CS700:Graduate Seminar in Computer Science & Informatics

Record Linkage: Concepts and Practice with FRIL

Record Linkage is the task of finding entries that refer to the same entity in two or more data sets. It is useful for joining and cleaning data sets that do not have unique common keys, and is important in many studies in business, public health, sociology and psychology, where reconciling independently collected data sets is often the most important and time-consuming first step.

In this talk, we describe the basic concepts of automated record linkage and demonstrate FRIL, an open-source software collaboratively developed at Emory and the CDC that facilitates fast and accurate linkages. FRIL implements an array of standard record matching algorithms as well as a large number of user tunable parameters for improving efficiency and precision. It provides a friendly, easy to use interface and a set of useful visualization tools for quick user feedbacks. Since its release in 2008, FRIL has been widely adopted, including uses by research groups at the National Center on Addiction and Substance Abuse, the Harvard Business School and the NIH.

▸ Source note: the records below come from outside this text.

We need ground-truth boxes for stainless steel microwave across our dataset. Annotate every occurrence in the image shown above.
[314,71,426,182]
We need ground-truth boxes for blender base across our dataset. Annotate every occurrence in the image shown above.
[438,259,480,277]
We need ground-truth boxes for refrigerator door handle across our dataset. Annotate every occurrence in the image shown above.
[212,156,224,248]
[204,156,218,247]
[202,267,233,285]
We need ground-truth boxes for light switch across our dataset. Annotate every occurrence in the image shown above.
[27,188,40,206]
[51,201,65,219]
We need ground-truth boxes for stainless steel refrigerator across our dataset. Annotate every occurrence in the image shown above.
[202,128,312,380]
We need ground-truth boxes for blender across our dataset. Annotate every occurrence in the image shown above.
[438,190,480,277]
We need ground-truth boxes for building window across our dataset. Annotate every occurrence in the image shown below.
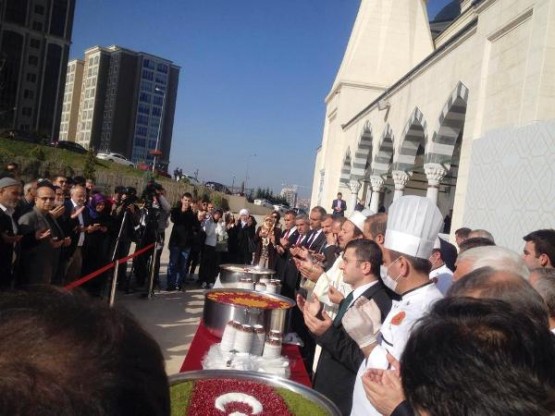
[143,69,154,81]
[158,64,168,74]
[137,114,148,125]
[139,92,150,103]
[152,95,164,106]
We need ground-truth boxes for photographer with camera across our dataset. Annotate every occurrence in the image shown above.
[110,186,139,292]
[134,181,171,287]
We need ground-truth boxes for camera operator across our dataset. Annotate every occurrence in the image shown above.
[134,182,171,287]
[110,186,139,292]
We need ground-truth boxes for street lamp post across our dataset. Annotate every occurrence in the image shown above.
[244,153,256,195]
[152,87,166,173]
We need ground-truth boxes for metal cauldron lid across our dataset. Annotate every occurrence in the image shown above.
[169,370,341,416]
[204,288,296,309]
[220,263,276,275]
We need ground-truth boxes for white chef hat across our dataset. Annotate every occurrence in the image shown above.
[384,195,443,259]
[348,209,374,231]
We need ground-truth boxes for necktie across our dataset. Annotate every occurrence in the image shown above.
[333,292,353,328]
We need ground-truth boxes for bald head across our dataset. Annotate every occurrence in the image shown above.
[446,267,549,327]
[453,246,530,281]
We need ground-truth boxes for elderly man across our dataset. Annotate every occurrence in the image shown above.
[401,298,555,415]
[0,177,21,290]
[60,185,90,283]
[350,195,443,416]
[17,185,71,286]
[304,206,326,252]
[331,192,347,217]
[14,181,37,221]
[303,239,391,415]
[529,268,555,333]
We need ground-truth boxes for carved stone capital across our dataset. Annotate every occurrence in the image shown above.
[424,163,447,187]
[349,180,360,194]
[391,170,412,191]
[370,175,384,192]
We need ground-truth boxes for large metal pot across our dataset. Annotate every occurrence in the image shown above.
[170,370,341,416]
[220,264,276,288]
[203,289,295,338]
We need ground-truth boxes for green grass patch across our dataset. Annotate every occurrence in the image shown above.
[170,381,195,416]
[276,387,329,416]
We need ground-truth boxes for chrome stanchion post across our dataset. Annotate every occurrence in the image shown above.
[147,241,159,299]
[110,260,119,307]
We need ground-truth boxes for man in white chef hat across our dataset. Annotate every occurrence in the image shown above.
[342,195,443,416]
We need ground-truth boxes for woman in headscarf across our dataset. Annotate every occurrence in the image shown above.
[235,208,256,264]
[253,215,280,269]
[82,193,112,297]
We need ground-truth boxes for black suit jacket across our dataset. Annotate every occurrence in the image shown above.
[303,230,326,253]
[314,281,391,415]
[58,199,91,259]
[331,199,347,217]
[0,209,14,288]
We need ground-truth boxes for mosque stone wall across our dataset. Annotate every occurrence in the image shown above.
[463,120,555,252]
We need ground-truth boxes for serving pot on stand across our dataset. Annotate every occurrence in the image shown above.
[220,264,276,288]
[203,289,295,338]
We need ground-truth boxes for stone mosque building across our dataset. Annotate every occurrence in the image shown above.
[312,0,555,252]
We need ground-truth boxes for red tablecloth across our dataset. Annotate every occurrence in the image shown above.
[180,322,312,387]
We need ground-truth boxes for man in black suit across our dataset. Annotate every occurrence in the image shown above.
[16,183,71,286]
[331,192,347,218]
[303,206,326,253]
[299,239,391,415]
[0,177,21,290]
[60,185,90,283]
[275,210,299,280]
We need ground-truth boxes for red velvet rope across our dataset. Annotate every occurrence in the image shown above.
[64,243,154,290]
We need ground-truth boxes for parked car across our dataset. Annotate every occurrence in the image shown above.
[274,204,291,216]
[49,140,87,153]
[253,199,274,209]
[204,181,231,195]
[96,152,135,167]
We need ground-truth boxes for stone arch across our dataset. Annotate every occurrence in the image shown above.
[372,123,394,175]
[394,107,427,172]
[339,148,351,185]
[351,121,373,180]
[426,81,468,169]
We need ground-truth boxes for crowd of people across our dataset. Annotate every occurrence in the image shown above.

This talk should be of interest to faculty and graduate students whose research involve data collection, integration, and cleansing.

Pawel Jurczyk is a Ph.D. Candidate in the Computer Science and Informatics Program at Emory University. His interest includes distributed computing, distributed database query processing, and data/information privacy. He has been an ORISE fellow at the CDC since 2007, and has taught courses in Introduction to Computer Science and Databases.